Three hours later, Miku felt bored and emotionally drained. Psychologists were exhausting; they didn't hesitate to thoroughly pick your brain and ask you how you FELT about everything, even though Miku sensed Mr. Honne didn't really care.
"So, why are you a psychiatrist?" she asks casually, picking at her nails.
He looks up from writing on his clipboard. "Why do you ask?"
"It's not polite to answer a question with a question."
"It's also not polite to claw out my freaking eyes, yet you managed to attempt it at our first meeting," he sneers. Continues writing notes on that stupid clipboard.
Miku quells the urge to smack that clipboard right out of his mitts and instead tries a different tactic. "I just don't get it. Psychiatrists are supposed to help. You're not the healing, you're the pain."
Dell glared up at her with a new ferocity. "They figured I could relate to the patients with trauma a bit more. I'm not doing this therapy thing for your poor sick souls, I'm doing this for her. You say I'm the pain? You have no idea."
Miku was dumbfounded for a second. First of all, that was probably the most words she'd heard him string together in one breath. Second, the compulsory question. Who was 'she'?

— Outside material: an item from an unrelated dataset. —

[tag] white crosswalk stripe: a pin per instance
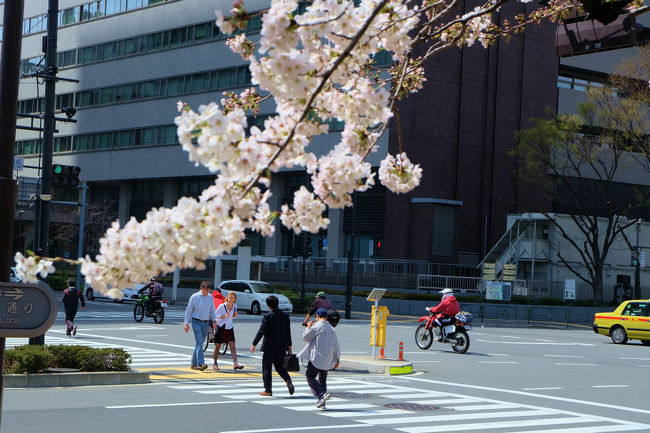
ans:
(454, 412)
(83, 315)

Miku would regret her next paragraph.
"Look, I don't know who 'she' is, but I'm guessing it was your long lost lover or whatever, and you might be all prickly about it because as far as I can tell you're prickly about EVERYTHING, but don't talk down to me like I have no idea what you're experiencing. I watched my boyfriend fling himself on a cliff and shish-ke-bab himself three times. I bet his eye is still there where the rock split his eye socket in half. So don't treat me like I'm four, like some naïve little kid who has no idea how the world works. I do, I really do." To her horror, Miku finds she is crying, again, in front of this man. What is it about him that makes her emotions skyrocket? She was always good at keeping stoic before. She didn't even scream when she saw her boyfriend die, but she can scream at this man as easily as she can open a can of tuna. He was like a catalyst for emotional reactions, a key to the darkest parts of her soul that brought them into light.
When he speaks, she sees with shock that he's taking deep, shuddering breaths, hands clenching his knees, head bowed. He looks almost ashamed.
Until she is confronted with the fire in his crimson irises.
"People are nothing but the sum of their memories," he hisses with barely restrained rage. "Judging by how you act, all those 'horrible' things to happen to you have had no effect at all, not making you humbler or more sensitive or better. You're just a silly spoiled rich girl who doesn't know anything. Maybe you'll find some answers. If not, I look forward to seeing you speared on the nearest cliff, you stupid selfish whore."
They end up jabbing a needle into her skin filled with a numbing drug just to haul her off of him.